Tom Badey


Thomas (Tom) Badey

Professor, Department of Political Science

Director, International Studies Program

Randolph-Macon College, Ashland, Virginia   

Tel. (804) 752-7233  

Tom Badey received a Bachelor of Science degree in Sociology from the University of Maryland, University College, in 1986 and earned a Master’s degree in Political Science focusing in Military and Security Studies, from the University of South Florida in 1987. In 1993 he was awarded a Ph.D. in Political Science from the Ruprecht-Karls Universität Heidelberg in Germany Founded in 1386 the University of Heidelberg is one of the oldest Universities in Europe.

Tom served nine years as a Security Policeman in the United States Air Force. After completing his Ph.D., he worked almost five years as an adjunct and visiting professor at the University of South Florida. In 1998 Tom accepted a position as an assistant professor in the Political Science Department at Randolph-Macon College. He is currently a Professor in the Political Science Department and the director of the International Studies Program at Randolph-Macon College. He teaches a number of courses in International Relations and Comparative Politics, including courses on International Terrorism. He served twice as the president of the International Studies Association/Southern Region.

Tom is the editor of two anthologies:  Annual Editions: Violence and Terrorism (2015), currently in its 15th edition, and Annual Editions: Homeland Security the 4th edition published by McGraw-Hill/CLS in 2017. His primary area of research has been terrorism and political violence. 

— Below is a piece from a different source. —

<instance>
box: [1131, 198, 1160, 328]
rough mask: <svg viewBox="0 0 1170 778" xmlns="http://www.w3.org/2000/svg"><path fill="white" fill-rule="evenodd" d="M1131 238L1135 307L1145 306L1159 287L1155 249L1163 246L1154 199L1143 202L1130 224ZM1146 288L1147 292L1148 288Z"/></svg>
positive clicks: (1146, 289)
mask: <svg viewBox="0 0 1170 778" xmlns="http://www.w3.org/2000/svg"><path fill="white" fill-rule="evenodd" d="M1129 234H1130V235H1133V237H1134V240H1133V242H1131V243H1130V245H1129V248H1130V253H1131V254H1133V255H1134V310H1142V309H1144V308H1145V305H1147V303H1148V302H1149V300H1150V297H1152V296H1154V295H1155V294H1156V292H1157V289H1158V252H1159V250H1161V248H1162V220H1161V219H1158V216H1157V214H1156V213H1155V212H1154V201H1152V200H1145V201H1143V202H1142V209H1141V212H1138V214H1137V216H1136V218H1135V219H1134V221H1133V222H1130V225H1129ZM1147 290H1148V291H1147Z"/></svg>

Tom has also published a number of articles and book chapters including:

“The Dagger and the Noose: “The Historical Lessons of Religious Terrorism” Global Security Studies Vol. 1, Issue 2, Summer 2010, pp.153-171.

“U.S. Counterterrorism Policy: Change in Approach, Continuity in Policy” Contemporary Security Policy, Vol. 27, No. 2 (August 2006) pp. 308-324.

“The Role of Religion in International Terrorism”, Sociological Focus, Vol. 35, No. 1, (February 2002), pp. 123-128.

“Nuclear Terrorism: Actor-based Threat Assessment”, Intelligence and National Security, Vol. 16, No. 2 (Summer 2001), pp. 39-54.

"US Anti-terrorism Policy: The Clinton Administration", in Contemporary Security Policy, Vol. 19, No. 2, (August 1998), pp. 50-70.      

"Defining International Terrorism: A Pragmatic Approach", in Terrorism and Political Violence, Vol. 10, No. 1, (Spring 1998), pp. 90-107.

He is currently working on an article on U.S. counterterrorism policy.